Tim Sherriff, Headteacher, Westfield Community School – Tim has over 35 years experience as a teacher and is in his second role as a headteacher at Westfield Community School in Wigan. Tim was the Programme Lead for the ‘Supporting parents to support children’ research exercise. He was a member of the Bew Review of Key Stage 2 Testing, assessment and accountability (2011) and a member of the NAHT Commission on Assessment (2014). A longstanding member of the With Other We Succeed (WOWS) Consortium, Tim has a wealth of experience of working with a wide range of schools and in contributing to projects at a national level.
Pauline Lynch, Deputy Headteacher, Hope School and College – Hope School and College: a two to nineteen provision for children with severe learning difficulties (SLD). This project undertaken by Pauline and colleagues looked at making homework for children meaningful and developing the functional aspects of learning.
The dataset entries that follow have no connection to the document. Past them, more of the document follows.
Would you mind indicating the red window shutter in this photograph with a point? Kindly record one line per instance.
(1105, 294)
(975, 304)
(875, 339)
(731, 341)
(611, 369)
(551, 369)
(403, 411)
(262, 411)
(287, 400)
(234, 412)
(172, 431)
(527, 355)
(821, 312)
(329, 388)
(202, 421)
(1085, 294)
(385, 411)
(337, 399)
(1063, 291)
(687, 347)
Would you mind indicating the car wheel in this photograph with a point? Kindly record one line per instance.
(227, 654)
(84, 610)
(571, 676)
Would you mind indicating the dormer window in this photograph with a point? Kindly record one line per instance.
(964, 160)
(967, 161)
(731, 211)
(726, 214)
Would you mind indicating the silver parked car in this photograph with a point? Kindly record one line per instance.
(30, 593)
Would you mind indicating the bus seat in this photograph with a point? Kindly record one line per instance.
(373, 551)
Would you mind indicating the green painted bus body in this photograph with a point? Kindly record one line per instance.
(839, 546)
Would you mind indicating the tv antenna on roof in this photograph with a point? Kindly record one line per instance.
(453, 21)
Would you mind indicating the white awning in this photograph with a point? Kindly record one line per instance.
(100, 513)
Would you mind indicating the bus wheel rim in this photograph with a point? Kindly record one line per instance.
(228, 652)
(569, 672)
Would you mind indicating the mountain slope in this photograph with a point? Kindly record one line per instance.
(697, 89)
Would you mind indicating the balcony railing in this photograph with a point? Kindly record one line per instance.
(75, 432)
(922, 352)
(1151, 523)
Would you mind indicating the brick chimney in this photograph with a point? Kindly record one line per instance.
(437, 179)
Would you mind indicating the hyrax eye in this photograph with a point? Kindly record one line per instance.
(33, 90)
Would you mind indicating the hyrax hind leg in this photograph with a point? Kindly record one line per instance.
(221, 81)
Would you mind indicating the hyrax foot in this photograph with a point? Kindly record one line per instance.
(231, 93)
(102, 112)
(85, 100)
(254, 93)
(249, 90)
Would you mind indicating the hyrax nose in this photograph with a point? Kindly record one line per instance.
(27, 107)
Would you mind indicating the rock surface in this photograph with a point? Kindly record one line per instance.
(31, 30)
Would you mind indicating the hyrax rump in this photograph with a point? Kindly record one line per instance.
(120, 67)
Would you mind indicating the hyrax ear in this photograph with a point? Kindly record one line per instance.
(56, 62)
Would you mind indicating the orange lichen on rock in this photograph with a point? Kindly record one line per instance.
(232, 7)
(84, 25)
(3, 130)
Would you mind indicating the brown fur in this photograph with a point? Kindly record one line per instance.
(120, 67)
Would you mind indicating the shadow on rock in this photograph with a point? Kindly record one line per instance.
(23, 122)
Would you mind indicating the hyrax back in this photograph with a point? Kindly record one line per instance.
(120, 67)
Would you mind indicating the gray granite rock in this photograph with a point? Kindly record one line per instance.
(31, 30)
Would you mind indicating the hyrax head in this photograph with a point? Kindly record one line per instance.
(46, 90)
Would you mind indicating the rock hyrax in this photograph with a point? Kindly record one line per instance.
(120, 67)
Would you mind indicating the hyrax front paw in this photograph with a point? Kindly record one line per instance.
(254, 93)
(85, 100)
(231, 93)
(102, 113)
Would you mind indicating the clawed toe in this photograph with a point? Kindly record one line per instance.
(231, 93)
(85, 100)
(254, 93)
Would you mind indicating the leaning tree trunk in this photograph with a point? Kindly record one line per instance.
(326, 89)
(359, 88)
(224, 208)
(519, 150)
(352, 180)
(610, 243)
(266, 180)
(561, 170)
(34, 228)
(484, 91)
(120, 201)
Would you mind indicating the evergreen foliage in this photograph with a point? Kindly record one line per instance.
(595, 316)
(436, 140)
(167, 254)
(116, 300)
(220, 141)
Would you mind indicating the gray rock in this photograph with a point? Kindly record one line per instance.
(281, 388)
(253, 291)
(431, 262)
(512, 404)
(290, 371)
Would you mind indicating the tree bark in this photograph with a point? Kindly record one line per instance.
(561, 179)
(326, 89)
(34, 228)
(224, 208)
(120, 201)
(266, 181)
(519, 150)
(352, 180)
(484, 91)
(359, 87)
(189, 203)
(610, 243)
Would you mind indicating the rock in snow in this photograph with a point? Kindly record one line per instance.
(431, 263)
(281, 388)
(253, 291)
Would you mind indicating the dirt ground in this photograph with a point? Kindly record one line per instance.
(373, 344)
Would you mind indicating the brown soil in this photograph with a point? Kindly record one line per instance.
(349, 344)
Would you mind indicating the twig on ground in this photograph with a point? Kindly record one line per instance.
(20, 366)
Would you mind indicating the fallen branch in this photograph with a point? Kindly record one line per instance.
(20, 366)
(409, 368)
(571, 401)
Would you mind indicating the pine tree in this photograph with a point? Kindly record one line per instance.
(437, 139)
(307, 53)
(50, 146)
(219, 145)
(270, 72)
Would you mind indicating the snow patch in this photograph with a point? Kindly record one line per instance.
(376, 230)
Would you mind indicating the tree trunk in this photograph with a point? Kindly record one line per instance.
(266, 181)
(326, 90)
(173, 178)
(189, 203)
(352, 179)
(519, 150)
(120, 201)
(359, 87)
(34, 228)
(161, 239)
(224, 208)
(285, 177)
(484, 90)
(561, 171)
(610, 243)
Pauline has worked in Special Education for the past twenty-five years. Her main focus is on pastoral support and development, a role that requires close liaison with many health professionals. Prior to working at Hope School, Pauline worked in Primary mainstream schools in Merseyside and Wigan teaching mainly year 6 pupils and physical education.
Helen Smart, Headteacher, Worsley Mesnes Community Primary School – Helen believes that all children can achieve more than they ever thought possible if they “learn like champions!” which is why WMCPS were thrilled to be part of the research project in supporting parents to raise attainment and enhance equity. Helen will be joined by Mrs Janette Southern.
Janette Southern, KS2 and English Lead, Worsley Mesnes Community Primary School – Janette was the school lead for the Supporting parents to support children which looked at involving parents and carers in the process of identifying barriers to learning.
Graham Herbert, Independent Researcher, Herbert Associates – Graham was a senior teacher in a large secondary school for many years. He also became a senior examiner for both general and vocational qualifications. This led to his moving to the Qualifications and Curriculum Authority (QCA) and then to the National Assessment Agency (NAA). Whilst there he was tasked with setting up the Institute of Examiners Association (IEA) which was soon granted Chartered status and became the CIEA in 2008. From 2010 to 2012 he was Director of the CIEA and then went to work in South Africa and Australia to help set up similar organisations there. He is the author of numerous books on the subject of educational assessment and has worked in several universities where he lectured on the same subject.